[llvm] [RISCV] Separate addend from FMA operands to support cascade FMA. NFC. (PR #70241)
Yingwei Zheng via llvm-commits
llvm-commits at lists.llvm.org
Wed Oct 25 11:44:31 PDT 2023
https://github.com/dtcxzyw created https://github.com/llvm/llvm-project/pull/70241
This PR separate addend from FMA operands to support cascade FMA. In some microarchitectures (e.g., ARM cortex-a72 and XiangShan-NanHu), FP multiply-accumulate pipelines support late-forwarding of accumulate operands, which reduces the latency of a sequence of multiply-accumulate instructions.
See also #70232.
>From 5f0da9b6b68b617ee623df19538e2b0595c5fd00 Mon Sep 17 00:00:00 2001
From: Yingwei Zheng <dtcxzyw2333 at gmail.com>
Date: Thu, 26 Oct 2023 02:37:48 +0800
Subject: [PATCH] [RISCV] Separate addend from FMA operands to support cascade
FMA. NFC.
---
llvm/lib/Target/RISCV/RISCVInstrInfoD.td | 2 +-
llvm/lib/Target/RISCV/RISCVInstrInfoF.td | 2 +-
llvm/lib/Target/RISCV/RISCVInstrInfoZfh.td | 2 +-
llvm/lib/Target/RISCV/RISCVSchedRocket.td | 2 ++
llvm/lib/Target/RISCV/RISCVSchedSiFive7.td | 3 +++
llvm/lib/Target/RISCV/RISCVSchedSyntacoreSCR1.td | 2 ++
llvm/lib/Target/RISCV/RISCVSchedule.td | 3 +++
7 files changed, 13 insertions(+), 3 deletions(-)

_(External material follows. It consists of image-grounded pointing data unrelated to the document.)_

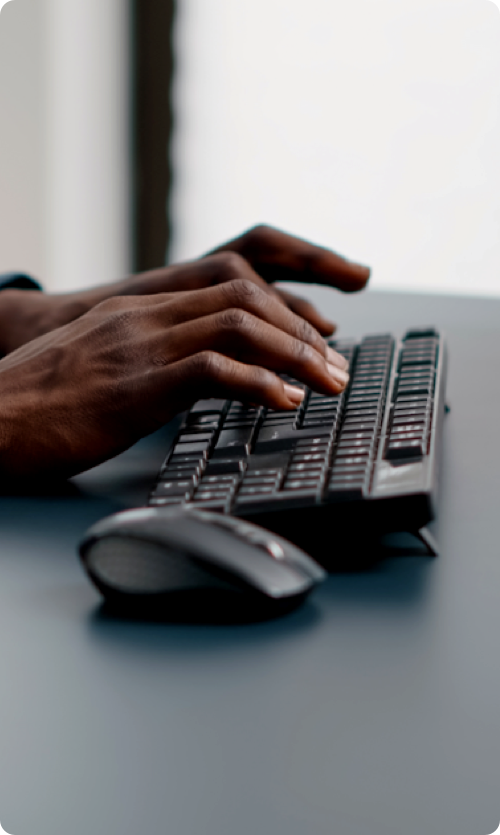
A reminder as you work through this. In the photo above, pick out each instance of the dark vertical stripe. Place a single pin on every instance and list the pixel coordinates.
(152, 56)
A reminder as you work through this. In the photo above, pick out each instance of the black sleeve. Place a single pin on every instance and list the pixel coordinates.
(18, 281)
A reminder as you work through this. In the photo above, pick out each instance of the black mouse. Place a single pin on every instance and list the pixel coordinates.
(192, 565)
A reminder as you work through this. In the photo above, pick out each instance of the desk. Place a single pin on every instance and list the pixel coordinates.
(374, 708)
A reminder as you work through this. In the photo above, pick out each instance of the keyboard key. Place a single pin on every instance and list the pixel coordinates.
(405, 449)
(301, 484)
(278, 438)
(358, 472)
(354, 461)
(192, 448)
(164, 501)
(211, 406)
(410, 426)
(213, 480)
(255, 490)
(173, 488)
(224, 465)
(233, 442)
(301, 468)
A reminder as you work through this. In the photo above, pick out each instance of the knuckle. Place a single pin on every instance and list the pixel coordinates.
(307, 333)
(115, 304)
(230, 264)
(243, 291)
(234, 319)
(304, 353)
(208, 364)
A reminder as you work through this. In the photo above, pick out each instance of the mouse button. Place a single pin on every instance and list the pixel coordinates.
(137, 566)
(276, 546)
(300, 559)
(252, 565)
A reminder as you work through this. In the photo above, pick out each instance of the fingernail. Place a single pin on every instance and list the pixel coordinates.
(293, 393)
(338, 375)
(360, 269)
(336, 359)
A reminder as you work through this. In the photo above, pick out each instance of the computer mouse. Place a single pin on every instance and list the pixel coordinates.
(192, 565)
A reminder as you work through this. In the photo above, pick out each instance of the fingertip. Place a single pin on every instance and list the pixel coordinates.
(294, 394)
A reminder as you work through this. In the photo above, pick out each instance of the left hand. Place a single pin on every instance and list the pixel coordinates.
(271, 256)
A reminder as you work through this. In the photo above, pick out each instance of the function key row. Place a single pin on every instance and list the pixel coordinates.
(357, 441)
(411, 414)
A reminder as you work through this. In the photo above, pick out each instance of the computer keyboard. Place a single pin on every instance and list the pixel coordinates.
(339, 468)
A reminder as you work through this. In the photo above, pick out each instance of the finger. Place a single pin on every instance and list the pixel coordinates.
(242, 336)
(245, 294)
(306, 310)
(209, 271)
(210, 374)
(277, 256)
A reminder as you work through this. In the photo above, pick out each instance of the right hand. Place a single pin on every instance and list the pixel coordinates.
(88, 390)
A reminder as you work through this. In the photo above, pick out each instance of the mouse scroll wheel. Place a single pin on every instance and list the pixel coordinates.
(270, 545)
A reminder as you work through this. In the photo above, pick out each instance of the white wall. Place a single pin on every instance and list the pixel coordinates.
(64, 142)
(372, 127)
(22, 148)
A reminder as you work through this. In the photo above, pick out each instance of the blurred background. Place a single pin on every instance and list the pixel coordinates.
(140, 131)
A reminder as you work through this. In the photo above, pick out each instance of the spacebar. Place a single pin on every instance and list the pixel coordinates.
(276, 438)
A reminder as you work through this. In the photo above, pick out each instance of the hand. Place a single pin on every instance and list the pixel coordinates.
(263, 255)
(88, 390)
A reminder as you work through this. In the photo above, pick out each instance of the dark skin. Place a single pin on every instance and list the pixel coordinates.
(88, 374)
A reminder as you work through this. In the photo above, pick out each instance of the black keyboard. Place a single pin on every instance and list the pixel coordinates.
(337, 471)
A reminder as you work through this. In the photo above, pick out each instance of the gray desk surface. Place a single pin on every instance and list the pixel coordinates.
(375, 708)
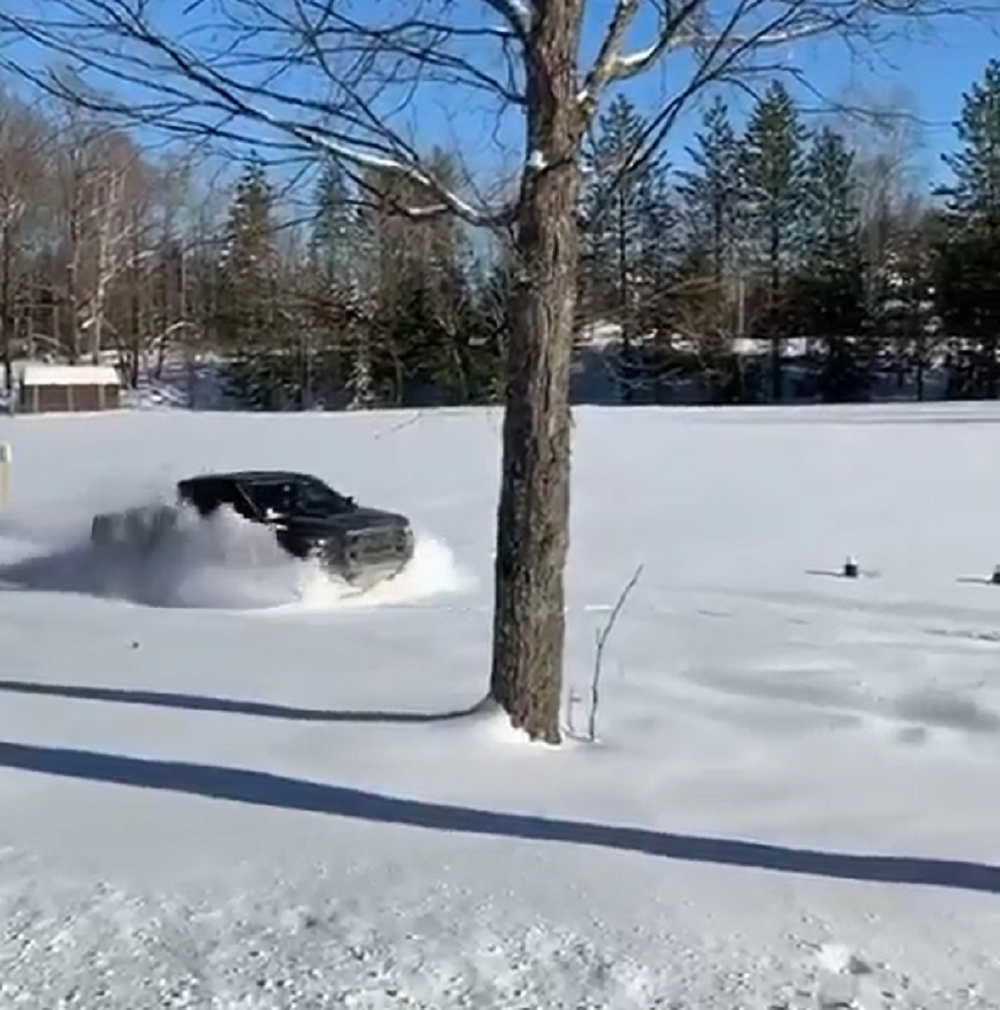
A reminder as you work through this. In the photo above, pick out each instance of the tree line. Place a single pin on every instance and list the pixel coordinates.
(780, 261)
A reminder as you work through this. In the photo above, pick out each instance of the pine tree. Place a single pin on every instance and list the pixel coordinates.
(257, 376)
(774, 173)
(829, 296)
(711, 193)
(974, 196)
(969, 259)
(340, 255)
(618, 206)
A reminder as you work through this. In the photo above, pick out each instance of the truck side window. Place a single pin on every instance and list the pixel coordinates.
(201, 496)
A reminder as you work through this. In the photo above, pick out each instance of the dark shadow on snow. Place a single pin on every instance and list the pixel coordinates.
(231, 706)
(262, 789)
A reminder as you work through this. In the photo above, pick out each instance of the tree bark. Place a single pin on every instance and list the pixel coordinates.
(533, 511)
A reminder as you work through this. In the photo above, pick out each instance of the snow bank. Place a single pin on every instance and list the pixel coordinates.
(224, 563)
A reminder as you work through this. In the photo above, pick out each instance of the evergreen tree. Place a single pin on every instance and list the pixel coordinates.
(974, 195)
(775, 175)
(969, 259)
(250, 322)
(711, 193)
(339, 253)
(620, 206)
(829, 296)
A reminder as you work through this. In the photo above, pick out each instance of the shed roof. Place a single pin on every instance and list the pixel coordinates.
(35, 374)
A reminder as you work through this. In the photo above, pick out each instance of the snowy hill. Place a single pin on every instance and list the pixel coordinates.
(225, 784)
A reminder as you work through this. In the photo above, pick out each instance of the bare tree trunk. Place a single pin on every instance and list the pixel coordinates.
(533, 513)
(6, 306)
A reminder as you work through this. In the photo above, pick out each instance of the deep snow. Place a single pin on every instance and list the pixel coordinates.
(225, 784)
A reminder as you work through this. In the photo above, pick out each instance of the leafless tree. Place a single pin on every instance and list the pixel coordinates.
(23, 142)
(340, 75)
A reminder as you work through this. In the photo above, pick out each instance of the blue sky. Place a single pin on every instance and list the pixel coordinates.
(923, 76)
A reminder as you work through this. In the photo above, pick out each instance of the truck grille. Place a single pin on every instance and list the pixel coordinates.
(380, 541)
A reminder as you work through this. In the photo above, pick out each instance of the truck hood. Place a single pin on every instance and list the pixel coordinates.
(309, 524)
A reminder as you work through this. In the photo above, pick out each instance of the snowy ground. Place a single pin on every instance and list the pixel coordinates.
(222, 785)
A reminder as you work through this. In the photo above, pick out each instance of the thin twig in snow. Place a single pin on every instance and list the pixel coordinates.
(602, 638)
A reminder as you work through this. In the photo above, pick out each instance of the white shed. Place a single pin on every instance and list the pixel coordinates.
(62, 388)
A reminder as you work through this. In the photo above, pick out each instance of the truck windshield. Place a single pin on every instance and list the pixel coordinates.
(301, 495)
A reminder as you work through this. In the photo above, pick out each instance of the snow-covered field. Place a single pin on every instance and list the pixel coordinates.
(224, 785)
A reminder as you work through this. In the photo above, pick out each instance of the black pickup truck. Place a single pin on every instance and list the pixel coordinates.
(309, 519)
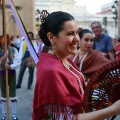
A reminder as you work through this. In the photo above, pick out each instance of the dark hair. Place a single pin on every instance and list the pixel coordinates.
(31, 34)
(84, 31)
(53, 23)
(95, 23)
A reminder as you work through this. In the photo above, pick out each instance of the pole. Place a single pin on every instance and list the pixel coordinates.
(4, 31)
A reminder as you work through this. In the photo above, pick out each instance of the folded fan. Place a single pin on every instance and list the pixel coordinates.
(103, 88)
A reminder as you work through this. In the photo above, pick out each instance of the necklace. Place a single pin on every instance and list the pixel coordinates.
(68, 65)
(82, 52)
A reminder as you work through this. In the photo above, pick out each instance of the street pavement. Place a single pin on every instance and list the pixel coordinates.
(25, 99)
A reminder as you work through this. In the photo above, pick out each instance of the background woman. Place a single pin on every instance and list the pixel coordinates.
(87, 59)
(60, 85)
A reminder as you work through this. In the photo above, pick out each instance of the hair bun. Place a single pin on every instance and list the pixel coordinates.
(43, 15)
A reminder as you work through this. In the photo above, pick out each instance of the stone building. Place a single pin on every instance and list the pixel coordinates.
(80, 13)
(27, 12)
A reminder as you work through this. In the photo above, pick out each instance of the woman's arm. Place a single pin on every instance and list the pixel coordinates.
(101, 114)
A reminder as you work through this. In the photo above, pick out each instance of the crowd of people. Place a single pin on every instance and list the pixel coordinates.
(68, 57)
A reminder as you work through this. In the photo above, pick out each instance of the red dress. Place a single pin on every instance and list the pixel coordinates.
(57, 90)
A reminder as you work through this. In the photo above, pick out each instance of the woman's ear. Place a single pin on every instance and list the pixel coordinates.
(50, 37)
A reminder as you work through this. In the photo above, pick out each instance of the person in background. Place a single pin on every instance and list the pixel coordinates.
(102, 42)
(87, 59)
(117, 49)
(23, 55)
(40, 44)
(18, 42)
(60, 85)
(12, 63)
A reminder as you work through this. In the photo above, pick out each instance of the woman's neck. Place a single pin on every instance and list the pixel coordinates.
(62, 57)
(82, 51)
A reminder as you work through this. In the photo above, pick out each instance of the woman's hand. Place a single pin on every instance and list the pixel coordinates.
(104, 54)
(116, 107)
(7, 66)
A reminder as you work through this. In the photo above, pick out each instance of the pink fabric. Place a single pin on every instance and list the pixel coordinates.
(55, 84)
(93, 61)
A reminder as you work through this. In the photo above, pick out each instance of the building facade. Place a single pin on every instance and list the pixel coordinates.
(80, 13)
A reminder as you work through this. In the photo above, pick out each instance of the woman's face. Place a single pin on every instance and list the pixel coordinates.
(67, 40)
(3, 40)
(86, 42)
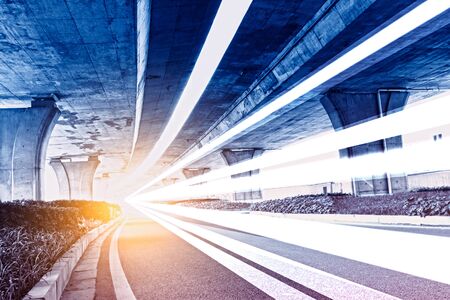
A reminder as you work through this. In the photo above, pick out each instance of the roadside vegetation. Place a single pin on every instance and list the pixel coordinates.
(34, 234)
(422, 202)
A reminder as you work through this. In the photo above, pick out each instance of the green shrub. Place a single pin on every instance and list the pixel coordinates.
(34, 234)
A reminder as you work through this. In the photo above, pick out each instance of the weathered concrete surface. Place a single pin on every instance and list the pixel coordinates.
(61, 175)
(192, 172)
(84, 52)
(234, 156)
(175, 42)
(417, 61)
(76, 178)
(24, 136)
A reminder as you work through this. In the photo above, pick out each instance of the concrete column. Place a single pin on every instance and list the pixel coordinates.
(24, 136)
(63, 181)
(78, 176)
(192, 172)
(349, 109)
(234, 156)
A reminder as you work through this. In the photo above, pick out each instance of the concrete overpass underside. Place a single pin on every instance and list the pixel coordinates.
(84, 55)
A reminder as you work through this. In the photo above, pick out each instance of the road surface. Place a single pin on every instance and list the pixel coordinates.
(167, 256)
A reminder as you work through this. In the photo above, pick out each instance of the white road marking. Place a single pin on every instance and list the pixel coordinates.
(269, 285)
(324, 283)
(399, 251)
(121, 286)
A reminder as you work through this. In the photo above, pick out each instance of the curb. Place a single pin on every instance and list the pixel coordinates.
(373, 219)
(52, 284)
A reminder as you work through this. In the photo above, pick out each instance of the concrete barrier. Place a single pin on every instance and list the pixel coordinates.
(370, 219)
(52, 284)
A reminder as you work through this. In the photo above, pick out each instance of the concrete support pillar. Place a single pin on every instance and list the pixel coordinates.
(24, 136)
(234, 156)
(349, 109)
(192, 172)
(63, 181)
(76, 178)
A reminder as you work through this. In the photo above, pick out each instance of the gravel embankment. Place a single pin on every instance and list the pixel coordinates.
(416, 203)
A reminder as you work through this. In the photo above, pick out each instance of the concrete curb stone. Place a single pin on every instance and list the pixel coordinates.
(52, 284)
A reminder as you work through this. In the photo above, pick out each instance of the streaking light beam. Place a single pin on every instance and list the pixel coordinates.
(405, 24)
(224, 27)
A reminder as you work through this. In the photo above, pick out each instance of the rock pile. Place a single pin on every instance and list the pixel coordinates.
(216, 204)
(423, 203)
(428, 205)
(309, 204)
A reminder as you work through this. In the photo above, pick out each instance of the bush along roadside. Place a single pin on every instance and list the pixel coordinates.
(34, 234)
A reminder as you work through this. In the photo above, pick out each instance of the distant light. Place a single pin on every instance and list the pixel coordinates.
(405, 24)
(224, 27)
(430, 114)
(427, 157)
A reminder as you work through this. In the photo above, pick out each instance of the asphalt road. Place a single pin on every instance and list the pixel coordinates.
(159, 264)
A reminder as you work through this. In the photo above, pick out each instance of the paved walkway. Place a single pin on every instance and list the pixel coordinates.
(162, 256)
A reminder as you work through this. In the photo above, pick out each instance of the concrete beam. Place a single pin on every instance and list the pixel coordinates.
(192, 172)
(234, 156)
(24, 136)
(349, 109)
(76, 178)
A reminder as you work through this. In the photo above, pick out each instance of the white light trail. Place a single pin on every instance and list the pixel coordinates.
(432, 113)
(419, 158)
(224, 27)
(405, 24)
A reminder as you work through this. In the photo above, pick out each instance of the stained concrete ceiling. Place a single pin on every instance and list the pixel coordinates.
(84, 52)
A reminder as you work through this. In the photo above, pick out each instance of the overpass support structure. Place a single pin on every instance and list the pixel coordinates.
(192, 172)
(24, 136)
(75, 178)
(234, 156)
(348, 109)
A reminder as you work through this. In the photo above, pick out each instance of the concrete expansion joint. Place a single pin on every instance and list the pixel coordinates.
(53, 283)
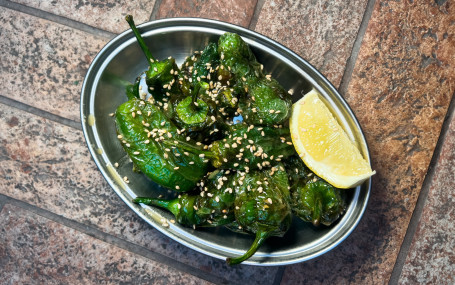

diff --git a/llvm/lib/Target/RISCV/RISCVInstrInfoD.td b/llvm/lib/Target/RISCV/RISCVInstrInfoD.td
index 59312f02aeceb77..34becfafe77473d 100644
--- a/llvm/lib/Target/RISCV/RISCVInstrInfoD.td
+++ b/llvm/lib/Target/RISCV/RISCVInstrInfoD.td
@@ -78,7 +78,7 @@ def FSD : FPStore_r<0b011, "fsd", FPR64, WriteFST64>;
} // Predicates = [HasStdExtD]
foreach Ext = DExts in {
- let SchedRW = [WriteFMA64, ReadFMA64, ReadFMA64, ReadFMA64] in {
+ let SchedRW = [WriteFMA64, ReadFMA64, ReadFMA64, ReadFMA64Addend] in {
defm FMADD_D : FPFMA_rrr_frm_m<OPC_MADD, 0b01, "fmadd.d", Ext>;
defm FMSUB_D : FPFMA_rrr_frm_m<OPC_MSUB, 0b01, "fmsub.d", Ext>;
defm FNMSUB_D : FPFMA_rrr_frm_m<OPC_NMSUB, 0b01, "fnmsub.d", Ext>;
diff --git a/llvm/lib/Target/RISCV/RISCVInstrInfoF.td b/llvm/lib/Target/RISCV/RISCVInstrInfoF.td
index 8726245f1602ebf..3a5794bb2d19474 100644
--- a/llvm/lib/Target/RISCV/RISCVInstrInfoF.td
+++ b/llvm/lib/Target/RISCV/RISCVInstrInfoF.td
@@ -302,7 +302,7 @@ def FSW : FPStore_r<0b010, "fsw", FPR32, WriteFST32>;
} // Predicates = [HasStdExtF]
foreach Ext = FExts in {
- let SchedRW = [WriteFMA32, ReadFMA32, ReadFMA32, ReadFMA32] in {
+ let SchedRW = [WriteFMA32, ReadFMA32, ReadFMA32, ReadFMA32Addend] in {
defm FMADD_S : FPFMA_rrr_frm_m<OPC_MADD, 0b00, "fmadd.s", Ext>;
defm FMSUB_S : FPFMA_rrr_frm_m<OPC_MSUB, 0b00, "fmsub.s", Ext>;
defm FNMSUB_S : FPFMA_rrr_frm_m<OPC_NMSUB, 0b00, "fnmsub.s", Ext>;
diff --git a/llvm/lib/Target/RISCV/RISCVInstrInfoZfh.td b/llvm/lib/Target/RISCV/RISCVInstrInfoZfh.td
index b65e9f5af033194..1dc391d3f084fec 100644
--- a/llvm/lib/Target/RISCV/RISCVInstrInfoZfh.td
+++ b/llvm/lib/Target/RISCV/RISCVInstrInfoZfh.td
@@ -85,7 +85,7 @@ def FSH : FPStore_r<0b001, "fsh", FPR16, WriteFST16>;
} // Predicates = [HasHalfFPLoadStoreMove]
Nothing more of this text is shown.